///2019 Abstract Details
2019 Abstract Details2019-07-13T07:45:15-05:00

Dural Puncture Epidural & Congenital Heart Disease: A Case and Reappraisal of Labor Complicated by Maternal Tetralogy of Fallot

Abstract Number: RF1AA-138
Abstract Type: Case Report Case Series

Robert S Ackerman MD1 ; Michelle M Eddins MD2

BACKGROUND: Congenital heart disease (CHD) presents a challenge to safe delivery of anesthesia to a parturient. Complications such as mechanical ventilation and mortality are reportedly increased in mothers with CHD than those without (1). Adequate peri-obstetric anesthesia is critical to optimizing hemodynamics and minimizing cardiac stress (2, 3). We present an interesting case of a parturient with a history of repaired tetralogy of Fallot (TOF) who underwent forceps-assisted vaginal delivery after successful dural puncture epidural (DPE).

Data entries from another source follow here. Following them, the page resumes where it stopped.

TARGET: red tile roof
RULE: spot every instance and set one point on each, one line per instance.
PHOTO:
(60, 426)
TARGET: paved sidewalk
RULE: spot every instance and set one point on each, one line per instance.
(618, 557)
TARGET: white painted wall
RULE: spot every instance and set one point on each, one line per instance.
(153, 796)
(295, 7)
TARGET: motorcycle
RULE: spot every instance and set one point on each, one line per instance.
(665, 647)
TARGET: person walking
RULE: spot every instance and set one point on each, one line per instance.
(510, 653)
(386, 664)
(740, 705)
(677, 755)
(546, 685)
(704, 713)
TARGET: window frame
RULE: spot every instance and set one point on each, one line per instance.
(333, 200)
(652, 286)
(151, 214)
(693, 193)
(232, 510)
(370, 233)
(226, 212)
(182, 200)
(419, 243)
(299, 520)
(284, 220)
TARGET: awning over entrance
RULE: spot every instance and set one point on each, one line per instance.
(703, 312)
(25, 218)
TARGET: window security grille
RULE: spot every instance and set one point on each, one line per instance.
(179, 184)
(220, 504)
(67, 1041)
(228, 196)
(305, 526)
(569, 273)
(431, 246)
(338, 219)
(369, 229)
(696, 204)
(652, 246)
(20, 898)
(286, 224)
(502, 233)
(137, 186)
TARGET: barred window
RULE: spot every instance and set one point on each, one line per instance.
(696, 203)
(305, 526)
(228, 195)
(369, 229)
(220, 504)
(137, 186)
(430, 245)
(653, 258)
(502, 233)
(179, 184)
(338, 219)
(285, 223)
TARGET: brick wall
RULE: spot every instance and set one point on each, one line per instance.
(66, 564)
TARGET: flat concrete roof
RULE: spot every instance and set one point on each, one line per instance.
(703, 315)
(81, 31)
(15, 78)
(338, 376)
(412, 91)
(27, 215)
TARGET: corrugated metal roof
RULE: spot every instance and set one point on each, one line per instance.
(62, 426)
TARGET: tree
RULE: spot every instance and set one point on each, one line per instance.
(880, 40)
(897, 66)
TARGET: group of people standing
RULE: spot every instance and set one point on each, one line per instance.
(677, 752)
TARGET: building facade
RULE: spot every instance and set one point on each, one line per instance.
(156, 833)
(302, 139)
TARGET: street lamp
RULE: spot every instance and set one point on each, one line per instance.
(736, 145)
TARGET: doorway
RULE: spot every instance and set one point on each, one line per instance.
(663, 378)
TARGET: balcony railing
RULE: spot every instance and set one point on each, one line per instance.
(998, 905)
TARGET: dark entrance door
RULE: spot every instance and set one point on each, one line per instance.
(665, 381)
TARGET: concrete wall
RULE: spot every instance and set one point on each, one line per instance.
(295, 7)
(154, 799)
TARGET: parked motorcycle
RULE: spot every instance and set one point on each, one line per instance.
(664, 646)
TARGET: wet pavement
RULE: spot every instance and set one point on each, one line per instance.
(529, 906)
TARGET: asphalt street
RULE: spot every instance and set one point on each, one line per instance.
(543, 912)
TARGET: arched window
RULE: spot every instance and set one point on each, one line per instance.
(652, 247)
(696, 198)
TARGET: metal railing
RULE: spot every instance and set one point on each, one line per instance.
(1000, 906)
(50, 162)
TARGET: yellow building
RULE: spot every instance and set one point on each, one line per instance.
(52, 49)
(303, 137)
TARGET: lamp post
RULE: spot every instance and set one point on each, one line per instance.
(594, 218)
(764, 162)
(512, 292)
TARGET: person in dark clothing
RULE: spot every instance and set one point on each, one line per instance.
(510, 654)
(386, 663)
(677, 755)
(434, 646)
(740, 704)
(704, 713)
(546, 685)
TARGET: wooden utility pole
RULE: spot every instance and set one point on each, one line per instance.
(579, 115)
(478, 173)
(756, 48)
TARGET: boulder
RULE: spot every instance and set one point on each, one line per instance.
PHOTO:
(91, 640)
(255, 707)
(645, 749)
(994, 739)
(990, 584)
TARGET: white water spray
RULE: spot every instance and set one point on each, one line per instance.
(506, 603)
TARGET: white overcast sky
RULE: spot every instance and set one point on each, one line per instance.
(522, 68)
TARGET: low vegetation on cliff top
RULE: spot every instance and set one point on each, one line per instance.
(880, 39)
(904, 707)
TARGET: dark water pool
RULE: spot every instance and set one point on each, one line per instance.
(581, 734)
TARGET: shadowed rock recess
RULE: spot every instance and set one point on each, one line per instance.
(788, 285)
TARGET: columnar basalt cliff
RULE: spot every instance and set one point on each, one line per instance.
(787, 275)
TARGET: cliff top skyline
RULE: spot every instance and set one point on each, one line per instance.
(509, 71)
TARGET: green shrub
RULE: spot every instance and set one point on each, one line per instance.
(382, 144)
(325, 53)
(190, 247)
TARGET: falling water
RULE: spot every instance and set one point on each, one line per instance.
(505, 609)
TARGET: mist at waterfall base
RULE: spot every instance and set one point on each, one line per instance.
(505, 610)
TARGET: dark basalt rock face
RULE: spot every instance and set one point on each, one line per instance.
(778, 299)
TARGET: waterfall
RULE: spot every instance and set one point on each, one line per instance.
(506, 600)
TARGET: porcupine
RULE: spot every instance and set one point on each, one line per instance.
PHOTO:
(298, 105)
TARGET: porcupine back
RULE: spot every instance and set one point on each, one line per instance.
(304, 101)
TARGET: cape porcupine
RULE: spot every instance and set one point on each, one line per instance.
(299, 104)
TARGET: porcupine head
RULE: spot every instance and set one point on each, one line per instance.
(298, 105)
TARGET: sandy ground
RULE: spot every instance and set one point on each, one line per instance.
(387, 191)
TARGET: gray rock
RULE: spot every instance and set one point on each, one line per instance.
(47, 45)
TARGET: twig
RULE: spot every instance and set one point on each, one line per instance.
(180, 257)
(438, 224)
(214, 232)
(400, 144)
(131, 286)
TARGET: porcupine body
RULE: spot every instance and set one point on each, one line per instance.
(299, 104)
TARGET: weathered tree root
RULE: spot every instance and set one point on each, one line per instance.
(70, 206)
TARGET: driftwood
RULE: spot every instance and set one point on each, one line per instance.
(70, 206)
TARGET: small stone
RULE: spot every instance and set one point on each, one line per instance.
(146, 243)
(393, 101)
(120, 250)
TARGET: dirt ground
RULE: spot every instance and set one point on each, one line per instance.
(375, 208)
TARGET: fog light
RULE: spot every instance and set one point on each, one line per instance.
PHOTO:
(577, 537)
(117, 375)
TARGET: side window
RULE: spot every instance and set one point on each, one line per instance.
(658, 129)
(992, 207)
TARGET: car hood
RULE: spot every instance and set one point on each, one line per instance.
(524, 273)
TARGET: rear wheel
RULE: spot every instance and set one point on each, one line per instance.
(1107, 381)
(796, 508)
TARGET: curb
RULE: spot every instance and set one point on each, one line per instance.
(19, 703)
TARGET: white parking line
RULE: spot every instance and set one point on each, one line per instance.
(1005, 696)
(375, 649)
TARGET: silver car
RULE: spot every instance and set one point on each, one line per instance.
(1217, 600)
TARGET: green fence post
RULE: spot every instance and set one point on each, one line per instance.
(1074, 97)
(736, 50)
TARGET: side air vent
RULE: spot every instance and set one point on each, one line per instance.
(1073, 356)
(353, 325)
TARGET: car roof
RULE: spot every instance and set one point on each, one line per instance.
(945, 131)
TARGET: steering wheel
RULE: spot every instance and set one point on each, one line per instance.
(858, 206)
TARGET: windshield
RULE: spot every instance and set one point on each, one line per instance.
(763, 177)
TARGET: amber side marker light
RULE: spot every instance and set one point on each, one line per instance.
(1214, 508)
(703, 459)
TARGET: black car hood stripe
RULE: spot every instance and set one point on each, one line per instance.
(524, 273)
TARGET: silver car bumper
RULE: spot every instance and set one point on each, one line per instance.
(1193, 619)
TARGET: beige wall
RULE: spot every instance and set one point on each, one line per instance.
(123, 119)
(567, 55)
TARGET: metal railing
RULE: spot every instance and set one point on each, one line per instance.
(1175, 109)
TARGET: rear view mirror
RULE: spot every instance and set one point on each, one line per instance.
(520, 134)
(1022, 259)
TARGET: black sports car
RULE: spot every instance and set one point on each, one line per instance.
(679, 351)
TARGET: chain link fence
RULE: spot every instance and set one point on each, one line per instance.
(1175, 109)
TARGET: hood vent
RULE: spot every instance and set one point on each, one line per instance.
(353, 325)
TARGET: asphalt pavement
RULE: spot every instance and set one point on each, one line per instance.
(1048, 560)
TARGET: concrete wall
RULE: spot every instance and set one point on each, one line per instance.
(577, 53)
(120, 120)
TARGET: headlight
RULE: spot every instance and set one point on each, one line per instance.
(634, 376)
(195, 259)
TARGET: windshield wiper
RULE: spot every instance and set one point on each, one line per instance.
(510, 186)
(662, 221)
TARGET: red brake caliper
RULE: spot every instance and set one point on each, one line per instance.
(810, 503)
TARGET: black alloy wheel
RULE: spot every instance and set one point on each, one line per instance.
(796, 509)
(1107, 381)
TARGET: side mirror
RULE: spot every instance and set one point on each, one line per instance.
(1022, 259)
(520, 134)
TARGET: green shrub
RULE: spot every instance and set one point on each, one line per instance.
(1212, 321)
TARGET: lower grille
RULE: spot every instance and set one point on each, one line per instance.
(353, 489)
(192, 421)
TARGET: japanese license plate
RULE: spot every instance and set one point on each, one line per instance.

CASE DESCRIPTION: A 25-year-old G2P1 woman at 36 weeks gestation presented to labor and delivery for induction of labor. She had a past medical history of TOF with significant pulmonic regurgitation and right ventricular enlargement status-post Rastelli procedure at age 6 months and bio-prosthetic pulmonic valve replacement at age 21 years. She had a fair functional status with greater than 4 metabolic equivalents and negative cardiac and respiratory review of systems. She was evaluated by cardiology in her first trimester and deemed appropriate for potential vaginal delivery. Pre-operative transthoracic echocardiogram showed a left ventricular ejection fraction of 65%, moderate pulmonary regurgitation and normal left ventricular systolic function; electrocardiogram showed right bundle branch block and sinus bradycardia. The primary obstetric and anesthesia plan consisted of pre-induction of labor arterial line placement, two large-bore peripheral IV lines, continuous telemetry and ICU level monitoring, readily available central access kits and vasoactive agents, and planned vaginal delivery with accelerated second stage of labor. She underwent successful placement of a dural puncture epidural, amniotomy and oxytocin infusion to augment labor, and delivered with forceps assistance in the operating room. She delivered a vigorous female infant with Apgar scores of 4 and 9. She was monitored closely in the ICU following delivery and had no diagnosed complications during her labor hospitalization or postpartum visits.

DISCUSSION: Prior studies have demonstrated safe deliveries of parturients with TOF under general and neuraxial anesthesia - epidural, spinal, or combined spinal-epidural (CSE) (2). The DPE technique has been described to have improved block quality compared to standard labor epidurals and decreased hypotension and uterine hypertonus compared to the CSE technique (4). This case introduces an alternate method to providing adequate analgesia to this population while limiting the stresses of labor and potential suboptimal fluid shifts and hemodynamic fluctuations.

REFERENCES:

1. Thompson JL, et al. Obstet Gynecol. 2015; 126(2); 346-54.

2. Arendt KW, et al. Anesth & Analg. 2011; 113(2): 307-17.

3. Fernandes SM, et al. Expert Rev Cardiovasc Ther. 2010; 8(3); 439-48.

4. Chau A, et al. Anesth & Analg. 2017; 124(2): 560-9.